Relishing the secrets of a spy's success
There has been a lot of ill-informed comment about the New Zealand secret service. I would like to add to it.
We live in a nasty world. It bristles with threats to national security. Our job in the secret services is to detect and thwart those threats. You have no idea how many times we have saved this country. Nor will you ever have any idea, because the beauty of a secret service is that it's secret. We cannot tell you what we do. You must just trust us and pay us.
History abounds with secret services who forgot to remain secret. Remember Saddam's weapons of mass destruction and his missiles just 45 minutes away? Such definite assertions and such wrong ones. A sensible secret service commits itself to nothing. It implies, it hints, it stays in the shadows.
Our job is to be the eyes and ears of the nation, and the task is ceaseless. But we do not expect to be thanked. It is reward enough just to keep you safe. You are our precious babies. We guard you while you wake and while you sleep. And while you sleep we proliferate.
Like Shiva we have many arms. Unlike Shiva, we keep growing new ones. You may know the Security Intelligence Service, and perhaps the Government Communications Security Bureau. But we also have an Intelligence Co-ordination Group, which reports to the Official Committee for Domestic and External Security Co-ordination.
Some of our agencies are too shadowy to name, but I can't resist mentioning the National Assessments Bureau. That title, so vague and so ominous, abbreviates beautifully to NAB. I'm surprised the KGB didn't think of it. All this for one tiny country. Did you know there are 90 Chinese cities with a population greater than New Zealand's? That's the sort of thing we know in the secret services.
We are popular with your tribunes. When you send them to parliament they think themselves incorruptible. They have soil beneath their fingernails and the people in their hearts. But the moment we whisper an invitation to an intelligence briefing you should see their little faces light up. They feel they're stepping onto the movie set of power. Their self-importance swells. It is a staple truth of espionage that everyone can be seduced.
Sometimes we play with the big boys. I cannot tell you how exciting this is. Recently we got a call from the CIA on the encrypted telephone. It was hard not to wet oneself.
They asked us to locate a German citizen whom they accused of running a website that bit into the profits of American corporations. We knew it would not be easy. All we had to go on was the man's name, several thousand photographs, his immigration papers, the schools at which his children were enrolled and his residential address. It was a needle-in-a-haystack job.
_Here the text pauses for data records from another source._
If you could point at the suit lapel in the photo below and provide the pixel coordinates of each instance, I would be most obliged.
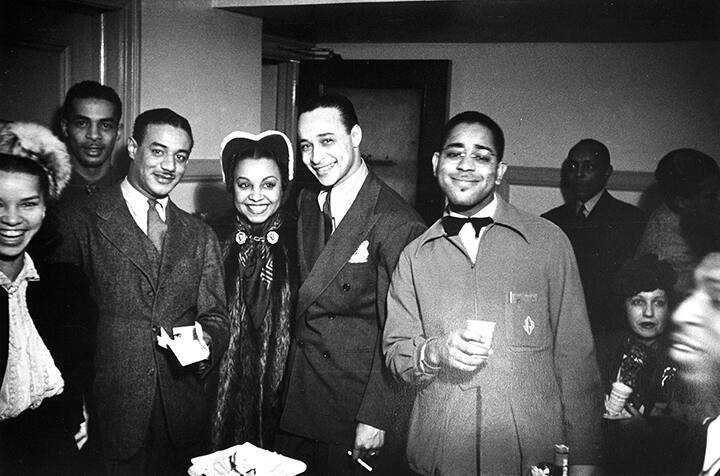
(117, 225)
(354, 227)
(312, 234)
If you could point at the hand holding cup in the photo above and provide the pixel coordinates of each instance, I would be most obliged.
(464, 349)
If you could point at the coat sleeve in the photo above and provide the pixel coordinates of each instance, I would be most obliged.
(376, 408)
(404, 334)
(574, 355)
(211, 305)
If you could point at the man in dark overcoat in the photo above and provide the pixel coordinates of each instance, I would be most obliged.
(151, 266)
(340, 403)
(603, 230)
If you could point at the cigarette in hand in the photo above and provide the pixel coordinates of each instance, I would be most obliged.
(361, 462)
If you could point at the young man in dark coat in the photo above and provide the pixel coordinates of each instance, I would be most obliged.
(151, 266)
(351, 230)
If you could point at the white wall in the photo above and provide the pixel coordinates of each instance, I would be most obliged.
(205, 64)
(641, 99)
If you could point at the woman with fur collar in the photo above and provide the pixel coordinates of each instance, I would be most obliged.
(259, 282)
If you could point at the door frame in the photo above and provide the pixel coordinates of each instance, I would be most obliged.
(431, 77)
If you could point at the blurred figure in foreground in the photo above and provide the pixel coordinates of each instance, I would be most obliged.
(46, 315)
(695, 347)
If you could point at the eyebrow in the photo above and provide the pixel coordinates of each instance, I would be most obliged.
(462, 146)
(80, 116)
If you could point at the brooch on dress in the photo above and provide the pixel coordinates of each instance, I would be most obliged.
(271, 237)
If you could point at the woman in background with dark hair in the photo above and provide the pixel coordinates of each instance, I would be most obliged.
(259, 281)
(46, 315)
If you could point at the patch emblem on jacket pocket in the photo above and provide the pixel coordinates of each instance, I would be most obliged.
(529, 325)
(361, 254)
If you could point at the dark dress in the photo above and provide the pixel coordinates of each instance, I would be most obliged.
(649, 444)
(41, 441)
(260, 283)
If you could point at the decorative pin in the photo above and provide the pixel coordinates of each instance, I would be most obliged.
(529, 325)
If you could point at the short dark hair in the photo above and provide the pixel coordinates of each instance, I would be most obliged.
(602, 151)
(679, 173)
(162, 116)
(335, 101)
(91, 90)
(17, 164)
(474, 117)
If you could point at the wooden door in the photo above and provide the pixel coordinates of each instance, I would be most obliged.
(47, 46)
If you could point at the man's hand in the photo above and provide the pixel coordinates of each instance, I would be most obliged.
(461, 350)
(368, 441)
(204, 365)
(81, 435)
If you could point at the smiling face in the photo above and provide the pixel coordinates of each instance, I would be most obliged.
(647, 313)
(467, 168)
(159, 161)
(91, 131)
(257, 189)
(22, 209)
(328, 150)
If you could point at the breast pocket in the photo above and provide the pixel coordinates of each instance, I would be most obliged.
(526, 321)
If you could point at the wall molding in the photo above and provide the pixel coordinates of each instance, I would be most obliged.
(550, 177)
(203, 171)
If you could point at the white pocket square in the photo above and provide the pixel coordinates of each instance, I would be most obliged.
(361, 254)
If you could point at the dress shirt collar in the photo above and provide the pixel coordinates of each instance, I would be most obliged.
(137, 204)
(486, 211)
(505, 215)
(27, 273)
(344, 194)
(590, 204)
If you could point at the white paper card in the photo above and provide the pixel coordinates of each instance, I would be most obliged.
(186, 343)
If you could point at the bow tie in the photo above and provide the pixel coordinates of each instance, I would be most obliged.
(452, 225)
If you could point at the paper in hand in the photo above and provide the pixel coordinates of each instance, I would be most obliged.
(186, 343)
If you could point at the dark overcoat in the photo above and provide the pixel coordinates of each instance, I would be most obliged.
(137, 292)
(337, 374)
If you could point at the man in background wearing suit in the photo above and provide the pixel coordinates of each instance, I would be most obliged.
(695, 347)
(604, 231)
(151, 266)
(351, 230)
(491, 407)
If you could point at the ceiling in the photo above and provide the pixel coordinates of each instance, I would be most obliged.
(452, 21)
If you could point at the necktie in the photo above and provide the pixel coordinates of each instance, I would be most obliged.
(582, 215)
(156, 227)
(452, 225)
(327, 216)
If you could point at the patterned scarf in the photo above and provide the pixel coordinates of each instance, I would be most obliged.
(256, 260)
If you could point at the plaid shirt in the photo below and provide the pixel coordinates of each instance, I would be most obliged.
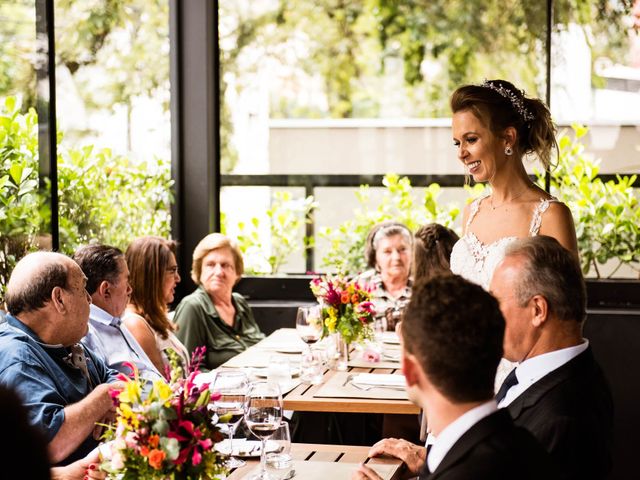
(384, 303)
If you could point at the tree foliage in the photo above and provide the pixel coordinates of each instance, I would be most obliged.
(102, 197)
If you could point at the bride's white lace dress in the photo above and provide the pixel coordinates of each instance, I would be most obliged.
(476, 261)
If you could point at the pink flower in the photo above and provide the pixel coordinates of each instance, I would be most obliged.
(131, 439)
(117, 461)
(196, 458)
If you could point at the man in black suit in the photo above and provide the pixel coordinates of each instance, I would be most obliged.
(452, 334)
(557, 391)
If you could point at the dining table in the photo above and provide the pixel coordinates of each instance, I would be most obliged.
(364, 387)
(337, 462)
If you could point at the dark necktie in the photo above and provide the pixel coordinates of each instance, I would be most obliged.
(509, 382)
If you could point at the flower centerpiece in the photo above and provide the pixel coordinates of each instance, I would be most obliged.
(346, 308)
(165, 433)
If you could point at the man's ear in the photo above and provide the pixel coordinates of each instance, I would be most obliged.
(57, 299)
(410, 369)
(540, 310)
(104, 289)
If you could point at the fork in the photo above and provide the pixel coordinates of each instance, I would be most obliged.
(348, 380)
(366, 388)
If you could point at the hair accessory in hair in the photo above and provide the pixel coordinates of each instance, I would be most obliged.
(517, 103)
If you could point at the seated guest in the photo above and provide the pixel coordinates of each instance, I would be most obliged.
(213, 315)
(153, 276)
(108, 284)
(450, 356)
(432, 245)
(388, 255)
(557, 392)
(560, 394)
(19, 436)
(63, 386)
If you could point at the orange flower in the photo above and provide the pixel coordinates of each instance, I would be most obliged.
(154, 440)
(155, 458)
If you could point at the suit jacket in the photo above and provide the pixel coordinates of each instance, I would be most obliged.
(570, 412)
(493, 449)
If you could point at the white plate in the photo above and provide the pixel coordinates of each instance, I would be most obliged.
(244, 448)
(391, 338)
(264, 372)
(288, 349)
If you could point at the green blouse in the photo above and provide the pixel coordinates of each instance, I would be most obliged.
(199, 324)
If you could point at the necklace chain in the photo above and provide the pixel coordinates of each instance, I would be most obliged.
(518, 195)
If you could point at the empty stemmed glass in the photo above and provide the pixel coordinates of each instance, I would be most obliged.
(233, 387)
(262, 415)
(309, 324)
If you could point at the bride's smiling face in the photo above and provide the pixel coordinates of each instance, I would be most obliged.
(479, 149)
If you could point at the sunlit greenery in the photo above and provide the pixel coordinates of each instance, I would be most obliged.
(101, 196)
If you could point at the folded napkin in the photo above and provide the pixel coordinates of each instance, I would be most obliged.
(390, 337)
(379, 379)
(205, 377)
(392, 355)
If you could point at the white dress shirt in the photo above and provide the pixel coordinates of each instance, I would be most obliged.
(110, 340)
(452, 433)
(533, 369)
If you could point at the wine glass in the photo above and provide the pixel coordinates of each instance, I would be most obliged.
(309, 324)
(233, 386)
(262, 415)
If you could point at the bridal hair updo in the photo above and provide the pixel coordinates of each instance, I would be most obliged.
(432, 247)
(498, 104)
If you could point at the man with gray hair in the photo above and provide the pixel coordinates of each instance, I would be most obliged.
(108, 284)
(557, 392)
(64, 387)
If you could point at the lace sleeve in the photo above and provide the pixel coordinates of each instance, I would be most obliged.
(536, 220)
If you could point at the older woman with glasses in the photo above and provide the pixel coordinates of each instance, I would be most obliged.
(153, 275)
(213, 316)
(388, 255)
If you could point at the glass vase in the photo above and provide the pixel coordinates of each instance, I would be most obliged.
(342, 353)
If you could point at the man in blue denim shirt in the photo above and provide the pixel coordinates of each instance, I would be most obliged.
(63, 386)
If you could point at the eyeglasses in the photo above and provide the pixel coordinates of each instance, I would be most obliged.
(172, 270)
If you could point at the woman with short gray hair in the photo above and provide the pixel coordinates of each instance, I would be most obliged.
(388, 254)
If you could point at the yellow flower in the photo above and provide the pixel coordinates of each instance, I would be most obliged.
(162, 391)
(128, 416)
(330, 322)
(131, 393)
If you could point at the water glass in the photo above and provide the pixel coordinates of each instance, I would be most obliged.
(233, 386)
(263, 414)
(279, 370)
(312, 367)
(309, 324)
(279, 462)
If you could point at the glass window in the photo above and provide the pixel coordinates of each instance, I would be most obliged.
(21, 192)
(314, 89)
(112, 87)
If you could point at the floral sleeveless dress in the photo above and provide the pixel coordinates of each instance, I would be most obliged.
(475, 261)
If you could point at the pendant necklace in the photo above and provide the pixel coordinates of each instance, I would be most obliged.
(518, 195)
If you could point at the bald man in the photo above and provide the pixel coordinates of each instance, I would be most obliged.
(63, 386)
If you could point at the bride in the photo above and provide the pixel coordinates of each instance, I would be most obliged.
(494, 127)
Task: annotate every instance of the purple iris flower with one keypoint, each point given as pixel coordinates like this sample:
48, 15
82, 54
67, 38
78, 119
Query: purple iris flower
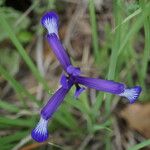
72, 77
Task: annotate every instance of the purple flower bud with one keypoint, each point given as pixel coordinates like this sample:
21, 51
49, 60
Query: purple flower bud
64, 82
59, 50
50, 22
101, 85
75, 71
131, 94
78, 91
40, 132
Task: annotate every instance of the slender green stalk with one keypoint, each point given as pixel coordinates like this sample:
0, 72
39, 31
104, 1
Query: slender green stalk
22, 51
146, 54
114, 52
94, 30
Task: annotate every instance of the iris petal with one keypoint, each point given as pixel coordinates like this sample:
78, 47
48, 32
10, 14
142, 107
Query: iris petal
54, 102
59, 50
78, 91
101, 85
132, 94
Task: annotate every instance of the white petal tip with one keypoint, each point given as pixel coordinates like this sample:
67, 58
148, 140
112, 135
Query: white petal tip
50, 22
40, 132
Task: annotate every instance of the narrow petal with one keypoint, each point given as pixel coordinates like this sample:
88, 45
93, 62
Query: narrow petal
101, 85
75, 71
40, 132
78, 91
132, 94
54, 102
50, 22
64, 82
59, 51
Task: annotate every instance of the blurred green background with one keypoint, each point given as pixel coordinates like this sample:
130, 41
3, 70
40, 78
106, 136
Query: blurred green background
107, 39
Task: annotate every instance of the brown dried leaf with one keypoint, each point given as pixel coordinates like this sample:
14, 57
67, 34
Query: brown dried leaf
138, 118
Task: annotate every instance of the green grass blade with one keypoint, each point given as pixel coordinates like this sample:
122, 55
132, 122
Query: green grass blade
9, 107
136, 26
94, 29
17, 122
140, 145
22, 51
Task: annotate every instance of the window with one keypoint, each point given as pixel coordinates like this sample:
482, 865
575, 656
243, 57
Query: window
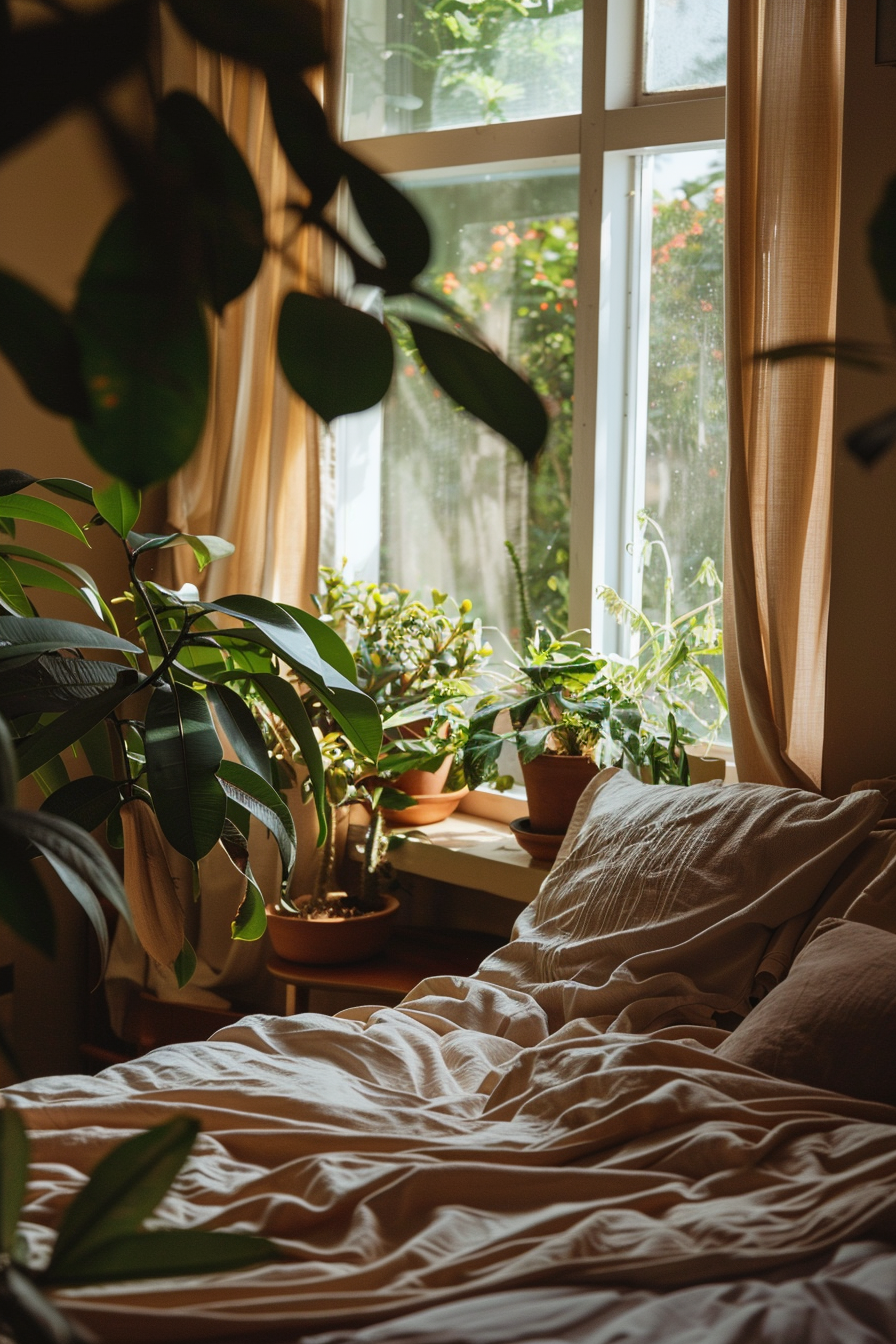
570, 161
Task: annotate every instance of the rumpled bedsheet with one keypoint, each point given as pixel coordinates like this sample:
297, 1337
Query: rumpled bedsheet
453, 1145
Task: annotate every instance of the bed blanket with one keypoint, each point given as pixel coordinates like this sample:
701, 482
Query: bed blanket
453, 1145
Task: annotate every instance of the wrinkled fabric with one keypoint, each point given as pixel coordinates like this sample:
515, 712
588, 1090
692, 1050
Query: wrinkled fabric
456, 1145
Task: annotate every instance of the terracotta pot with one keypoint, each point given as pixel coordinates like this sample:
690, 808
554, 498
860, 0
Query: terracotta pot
324, 942
554, 785
542, 848
430, 808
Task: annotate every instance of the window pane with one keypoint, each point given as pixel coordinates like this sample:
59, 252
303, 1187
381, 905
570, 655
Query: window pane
453, 491
417, 66
685, 45
687, 448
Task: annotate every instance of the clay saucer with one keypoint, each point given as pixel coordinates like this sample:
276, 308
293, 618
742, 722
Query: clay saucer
540, 847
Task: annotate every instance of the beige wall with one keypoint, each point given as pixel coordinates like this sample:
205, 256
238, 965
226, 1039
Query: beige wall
860, 711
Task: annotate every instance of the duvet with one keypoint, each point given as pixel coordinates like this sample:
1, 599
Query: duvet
453, 1147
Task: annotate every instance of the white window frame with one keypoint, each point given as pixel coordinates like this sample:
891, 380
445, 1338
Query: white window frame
617, 128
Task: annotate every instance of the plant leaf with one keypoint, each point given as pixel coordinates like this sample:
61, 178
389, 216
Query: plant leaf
144, 355
24, 905
220, 196
250, 792
86, 801
336, 358
40, 511
14, 1173
392, 222
124, 1188
168, 1251
11, 592
482, 385
40, 746
39, 342
46, 69
183, 756
242, 731
118, 504
272, 34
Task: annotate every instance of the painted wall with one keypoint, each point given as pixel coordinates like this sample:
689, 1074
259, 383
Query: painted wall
860, 710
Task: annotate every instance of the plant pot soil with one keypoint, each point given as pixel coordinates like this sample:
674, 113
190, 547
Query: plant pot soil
328, 942
429, 808
554, 784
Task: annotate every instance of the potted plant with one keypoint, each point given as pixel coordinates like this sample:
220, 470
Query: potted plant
152, 712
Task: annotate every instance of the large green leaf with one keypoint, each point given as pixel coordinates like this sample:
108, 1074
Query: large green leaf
220, 200
327, 641
144, 355
482, 385
336, 358
40, 746
168, 1251
14, 1173
118, 504
284, 699
24, 905
47, 67
249, 790
302, 132
183, 756
392, 222
39, 342
272, 34
40, 511
51, 683
67, 843
86, 801
11, 592
124, 1190
242, 731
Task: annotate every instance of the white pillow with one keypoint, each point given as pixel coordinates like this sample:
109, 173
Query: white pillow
673, 903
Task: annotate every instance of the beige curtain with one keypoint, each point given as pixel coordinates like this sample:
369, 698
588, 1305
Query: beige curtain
254, 479
783, 143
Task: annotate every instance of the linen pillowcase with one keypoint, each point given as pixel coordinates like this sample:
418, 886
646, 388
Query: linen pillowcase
670, 903
832, 1023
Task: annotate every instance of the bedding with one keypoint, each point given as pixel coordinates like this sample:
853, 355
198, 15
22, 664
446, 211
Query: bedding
832, 1023
511, 1132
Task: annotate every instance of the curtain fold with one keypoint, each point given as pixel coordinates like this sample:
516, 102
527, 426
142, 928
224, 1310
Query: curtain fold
254, 479
783, 149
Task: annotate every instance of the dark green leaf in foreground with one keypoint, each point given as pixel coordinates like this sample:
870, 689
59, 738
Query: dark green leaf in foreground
47, 67
272, 34
482, 385
392, 222
144, 355
219, 196
39, 342
336, 358
168, 1251
124, 1190
14, 1173
183, 756
881, 237
249, 790
118, 504
241, 729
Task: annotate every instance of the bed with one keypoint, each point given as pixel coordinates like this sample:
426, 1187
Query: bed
566, 1145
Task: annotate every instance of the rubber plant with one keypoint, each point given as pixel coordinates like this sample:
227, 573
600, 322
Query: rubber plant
101, 1237
129, 363
140, 708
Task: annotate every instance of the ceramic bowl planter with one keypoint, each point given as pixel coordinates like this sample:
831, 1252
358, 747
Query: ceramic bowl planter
554, 784
325, 942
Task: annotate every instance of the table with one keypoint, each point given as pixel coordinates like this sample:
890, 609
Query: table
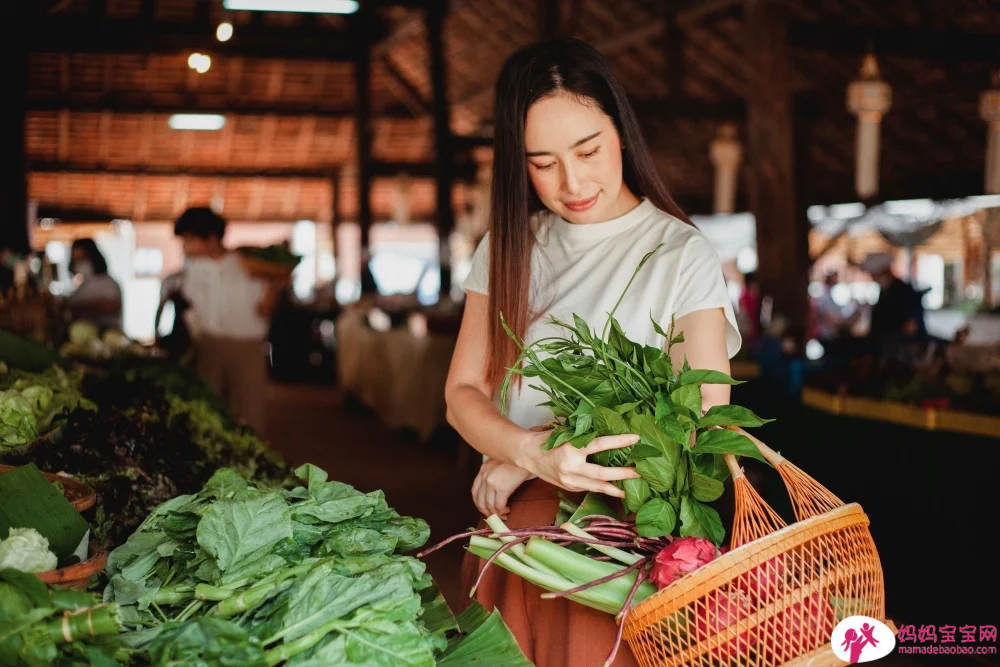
397, 374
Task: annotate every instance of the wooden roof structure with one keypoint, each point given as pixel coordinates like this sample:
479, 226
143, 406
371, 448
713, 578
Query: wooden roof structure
104, 76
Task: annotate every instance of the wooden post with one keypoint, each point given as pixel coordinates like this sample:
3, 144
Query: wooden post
444, 158
13, 174
362, 79
782, 240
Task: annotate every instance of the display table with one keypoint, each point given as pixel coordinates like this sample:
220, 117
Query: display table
397, 374
931, 419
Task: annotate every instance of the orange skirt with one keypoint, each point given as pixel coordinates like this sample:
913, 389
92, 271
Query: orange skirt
552, 633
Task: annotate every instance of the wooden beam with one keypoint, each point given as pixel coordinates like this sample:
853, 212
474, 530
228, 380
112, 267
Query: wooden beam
782, 243
215, 103
405, 91
935, 45
463, 171
636, 35
82, 35
363, 144
443, 150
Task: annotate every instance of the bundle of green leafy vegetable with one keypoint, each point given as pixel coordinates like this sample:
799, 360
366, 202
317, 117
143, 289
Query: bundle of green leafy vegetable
40, 625
144, 446
314, 575
30, 403
609, 385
But no haystack is too large for the New Zealand secret service, nor any 20-stone needle too small. Our hi-tech surveillance gear swung silently into operation. It was our equivalent of the hunt for bin Laden. And just as the CIA eventually got their man when he toddled down to pay rates on the suburban fortress he'd been occupying for most of the past decade, so we rapidly tightened the noose on our target.
As we eavesdropped and surveilled (does anyone know whether that's an actual verb, and if so, how to pronounce it? Replies in a black Samsonite briefcase, please, to be left in the phonebox outside Kirkcaldie and Stains) we began to discover the care he took to render himself invisible. A man who throws a half-million dollar fireworks party to celebrate getting a residence visa is not someone who wants people to know his whereabouts.
As is now common knowledge, it was this visa that caused a kerfuffle. Apparently we are not supposed to spy on New Zealand residents. But how were we to know that? It was buried in the legislation that governs our operations, so there was little reason for us to have read it. And in the general excitement it simply got overlooked by our resident legal team. I suppose, if you want to be picky, we broke the law, but it was a mistake anyone could have made.
''Human error,'' as the prime minister rightly put it. And there's an end to it, or should be. You don't issue speeding tickets to James Bond.